The Five Winds Walls separates Little Asia from the rest of the city. It requires outsiders to pass through the south end red-glossed, zodiac-style gates. The north end is clearly for trucking traffic, as it is merely a highway that leads out towards Smithville and the main Interstate exchanges. It leads into the district’s more industrial zone, where few tourists venture. On the west side, there is a breach in the wall for another freeway that leads out to the Rolling Heights suburbs. The east side isn’t walled off at all, as the Blue River stands as serviceable border. There are no other gates or even doorways. Little Asia is cut off and that’s what the majority of the citizens within wanted.
Just past the south zodiac, however, Little Asia’s famous and bustling Marketplace greets guests. The other commercial and cultural areas of the district lie not far beyond. For twenty city blocks, a tourism-geared district extends a feeling of welcome and joy. Small businesses of all sorts imaginable, mostly owned and operated by entire families, line the pavement. Street vendors peddling anything they can peddle mingle in a thick crowd of people engaged in daily commerce. One and two-story structures, raised tightly together, permit only narrow alley spaces. Beyond, giant Asian conglomerates’ American bases tower in daunting comparison to the skyscrapers elsewhere in the city.
The eye candy of the district all but ends there, however. The well-kept neighborhoods of the “tourist vicinity” fade into dirty, cramped streets between warehouses and fenced-off sweat shop factories. A stink lingers in the air that isn’t present at the commercial area, the stink of too many people cramped together. Refuse and graffiti litters the district up here, even as it becomes the docks on the western bank of the Blue River. A sense of despair starts to settle in this part of town.

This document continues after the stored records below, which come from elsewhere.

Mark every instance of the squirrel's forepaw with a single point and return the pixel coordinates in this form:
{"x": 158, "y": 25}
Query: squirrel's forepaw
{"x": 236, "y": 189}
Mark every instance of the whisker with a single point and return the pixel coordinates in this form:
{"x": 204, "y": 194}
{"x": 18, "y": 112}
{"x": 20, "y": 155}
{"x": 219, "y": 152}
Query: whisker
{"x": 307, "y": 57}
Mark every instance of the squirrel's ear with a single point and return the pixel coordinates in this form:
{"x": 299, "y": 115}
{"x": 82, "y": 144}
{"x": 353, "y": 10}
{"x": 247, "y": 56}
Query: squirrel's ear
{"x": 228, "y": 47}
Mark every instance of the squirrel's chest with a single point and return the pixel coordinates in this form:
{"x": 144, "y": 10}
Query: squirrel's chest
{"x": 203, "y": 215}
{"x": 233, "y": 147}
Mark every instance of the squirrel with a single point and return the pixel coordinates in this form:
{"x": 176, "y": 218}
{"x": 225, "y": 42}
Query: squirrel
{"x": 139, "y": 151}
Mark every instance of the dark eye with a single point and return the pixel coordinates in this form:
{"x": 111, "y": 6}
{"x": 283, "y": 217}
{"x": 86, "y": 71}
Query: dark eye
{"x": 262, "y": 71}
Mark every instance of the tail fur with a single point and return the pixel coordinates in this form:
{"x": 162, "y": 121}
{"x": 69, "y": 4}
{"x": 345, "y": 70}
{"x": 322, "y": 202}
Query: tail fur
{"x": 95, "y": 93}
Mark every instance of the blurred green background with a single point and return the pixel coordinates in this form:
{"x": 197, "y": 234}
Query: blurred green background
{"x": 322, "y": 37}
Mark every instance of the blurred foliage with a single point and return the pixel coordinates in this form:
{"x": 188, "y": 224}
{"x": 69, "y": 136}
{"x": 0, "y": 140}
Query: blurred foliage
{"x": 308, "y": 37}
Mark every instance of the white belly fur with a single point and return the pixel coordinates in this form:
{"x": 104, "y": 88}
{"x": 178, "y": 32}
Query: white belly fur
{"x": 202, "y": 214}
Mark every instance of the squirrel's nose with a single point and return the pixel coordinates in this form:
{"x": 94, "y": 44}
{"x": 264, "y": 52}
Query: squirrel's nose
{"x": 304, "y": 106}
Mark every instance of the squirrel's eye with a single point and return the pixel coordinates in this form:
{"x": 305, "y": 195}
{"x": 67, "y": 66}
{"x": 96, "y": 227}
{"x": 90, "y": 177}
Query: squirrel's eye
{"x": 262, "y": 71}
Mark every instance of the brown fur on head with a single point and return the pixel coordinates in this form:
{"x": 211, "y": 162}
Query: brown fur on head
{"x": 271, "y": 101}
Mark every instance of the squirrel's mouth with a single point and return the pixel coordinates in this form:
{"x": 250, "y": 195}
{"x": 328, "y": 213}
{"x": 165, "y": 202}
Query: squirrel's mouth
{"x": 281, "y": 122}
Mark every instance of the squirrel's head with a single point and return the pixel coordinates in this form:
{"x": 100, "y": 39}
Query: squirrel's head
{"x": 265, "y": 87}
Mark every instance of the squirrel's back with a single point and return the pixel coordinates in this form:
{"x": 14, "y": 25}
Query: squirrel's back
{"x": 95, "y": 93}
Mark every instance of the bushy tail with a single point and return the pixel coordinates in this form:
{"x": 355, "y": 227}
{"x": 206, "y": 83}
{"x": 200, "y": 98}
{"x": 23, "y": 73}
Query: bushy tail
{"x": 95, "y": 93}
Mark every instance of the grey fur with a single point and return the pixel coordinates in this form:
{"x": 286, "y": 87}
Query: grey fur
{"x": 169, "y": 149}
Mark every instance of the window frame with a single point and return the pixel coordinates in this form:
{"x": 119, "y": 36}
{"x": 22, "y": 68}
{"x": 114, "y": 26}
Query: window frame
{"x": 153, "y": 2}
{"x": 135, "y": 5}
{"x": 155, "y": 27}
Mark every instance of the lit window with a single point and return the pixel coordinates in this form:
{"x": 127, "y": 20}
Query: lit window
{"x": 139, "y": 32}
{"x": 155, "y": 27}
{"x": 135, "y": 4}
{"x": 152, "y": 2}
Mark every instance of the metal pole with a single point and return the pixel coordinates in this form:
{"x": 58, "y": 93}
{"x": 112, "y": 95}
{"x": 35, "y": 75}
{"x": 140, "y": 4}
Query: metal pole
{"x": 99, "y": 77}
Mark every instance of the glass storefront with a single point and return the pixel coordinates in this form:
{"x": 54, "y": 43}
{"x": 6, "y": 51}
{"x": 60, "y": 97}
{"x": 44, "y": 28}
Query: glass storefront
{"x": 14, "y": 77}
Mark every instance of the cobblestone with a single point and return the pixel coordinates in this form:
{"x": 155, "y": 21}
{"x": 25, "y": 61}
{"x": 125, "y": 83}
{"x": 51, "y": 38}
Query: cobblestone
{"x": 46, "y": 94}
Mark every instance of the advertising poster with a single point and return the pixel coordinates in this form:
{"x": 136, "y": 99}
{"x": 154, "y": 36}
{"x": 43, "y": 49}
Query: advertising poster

A little over to the west, the industry fades into townhouses and apartment buildings, rising as high as nine stories. The buildings, though close together, are all neatly placed. And most of them are well-kept (although the overpowering smell of Oriental cooking might irritate most Westerners). Neat bouquets of flowers and beloved statuettes of Buddha grace many windows and doors, defying the anguish of piss poor urban life.
And the further west one goes, the nicer the homes become. They give way to full family houses and condos for those that can afford them as the urban sprawl gives way to suburbia. Little Asia remains apart from the suburbia of Rolling Hills, however, due to the Five Winds Wall. Little Asia is a tourist's stop-over, yet remains isolated from the rest of the city and world.